Movie Facts and Fibs (MF$^2$): A Benchmark for Long Movie Understanding
Emmanouil Zaranis ⋅ António Farinhas ⋅ Saul Santos ⋅ Beatriz Canaverde ⋅ Miguel Moura Ramos ⋅ Wafaa Mohammed ⋅ Giuseppe Attanasio ⋅ Chrysoula Zerva ⋅ Nithin Sivakumaran ⋅ Shoubin Yu ⋅ Elena Bueno-Benito ⋅ Aditya K Surikuchi ⋅ Ben Peters ⋅ Danae Sanchez Villegas ⋅ Andre Viveiros ⋅ Pavlo Vasylenko ⋅ Baohao Liao ⋅ Sonal Sannigrahi ⋅ Jaehong Yoon ⋅ Elias Stengel-Eskin ⋅ Mariella Dimiccoli ⋅ Oswald Lanz ⋅ Alessandro Suglia ⋅ Mohit Bansal ⋅ Sandro Pezzelle ⋅ Stella Frank ⋅ Vlad Niculae ⋅ Desmond Elliott ⋅ Raffaella Bernardi ⋅ Raquel Fernández ⋅ Andre Martins
Abstract
Holistic understanding of long-form video remains a challenge for vision-language models (VLMs).

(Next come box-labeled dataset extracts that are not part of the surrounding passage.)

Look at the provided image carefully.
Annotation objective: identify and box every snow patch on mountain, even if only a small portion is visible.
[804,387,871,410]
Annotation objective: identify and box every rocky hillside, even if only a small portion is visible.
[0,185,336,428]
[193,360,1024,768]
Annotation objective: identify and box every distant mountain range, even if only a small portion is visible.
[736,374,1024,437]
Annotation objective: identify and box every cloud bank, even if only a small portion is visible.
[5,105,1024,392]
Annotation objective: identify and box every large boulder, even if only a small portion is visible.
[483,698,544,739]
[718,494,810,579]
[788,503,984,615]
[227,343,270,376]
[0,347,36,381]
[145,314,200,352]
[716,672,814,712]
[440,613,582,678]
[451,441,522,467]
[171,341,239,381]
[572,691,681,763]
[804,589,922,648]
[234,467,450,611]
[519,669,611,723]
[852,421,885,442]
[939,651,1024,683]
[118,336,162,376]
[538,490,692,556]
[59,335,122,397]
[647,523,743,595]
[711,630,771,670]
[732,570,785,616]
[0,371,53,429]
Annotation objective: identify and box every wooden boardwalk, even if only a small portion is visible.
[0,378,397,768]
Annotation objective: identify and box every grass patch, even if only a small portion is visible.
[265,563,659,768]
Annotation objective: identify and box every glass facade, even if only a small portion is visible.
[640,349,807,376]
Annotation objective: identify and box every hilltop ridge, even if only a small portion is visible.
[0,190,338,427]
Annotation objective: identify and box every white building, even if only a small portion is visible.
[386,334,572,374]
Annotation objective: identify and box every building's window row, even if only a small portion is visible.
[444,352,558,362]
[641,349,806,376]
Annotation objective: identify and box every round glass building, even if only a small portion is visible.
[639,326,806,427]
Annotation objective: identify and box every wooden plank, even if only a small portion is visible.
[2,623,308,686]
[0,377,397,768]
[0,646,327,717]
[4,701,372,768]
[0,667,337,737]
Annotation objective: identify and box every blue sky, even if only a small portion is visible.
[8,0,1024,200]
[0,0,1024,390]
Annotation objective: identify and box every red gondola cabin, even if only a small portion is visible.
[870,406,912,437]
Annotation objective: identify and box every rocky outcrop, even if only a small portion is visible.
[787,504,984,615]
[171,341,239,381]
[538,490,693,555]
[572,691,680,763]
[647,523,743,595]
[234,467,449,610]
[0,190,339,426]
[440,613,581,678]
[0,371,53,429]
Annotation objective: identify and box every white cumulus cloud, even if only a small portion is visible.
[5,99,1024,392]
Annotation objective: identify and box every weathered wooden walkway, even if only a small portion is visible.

Unfortunately, current benchmarks cannot easily capture this limitation, since they mostly focus on ``needle-in-a-haystack'' details, rewarding context-insensitive retrieval over deep comprehension. Others rely on large-scale, semi-automatically generated questions (often produced by language models themselves) that are easier for models to answer but fail to reflect genuine understanding. In this paper, we address this gap by introducing MF$^2$, a new benchmark to evaluate how well models are able to comprehend, consolidate, and recall key narrative information from full-length movies (**50-170 minutes long**), requiring integration of **both** visual and language modalities. MF$^2$ includes over 50 full-length, **open-licensed** movies, each paired with manually constructed sets of claim pairs---one true (*fact*) and one plausible but false (*fib*), totalling over 850 pairs. These claims target core narrative elements such as character motivations and emotions, causal chains, and event order, and refer to **memorable moments** that humans can recall without rewatching the movie. Our experiments demonstrate that both open-weight and closed state-of-the-art models fall well short of human performance. Despite the relative ease of the task for humans who can effectively retain and reason over critical narrative information, current VLMs lack this ability and thus struggle.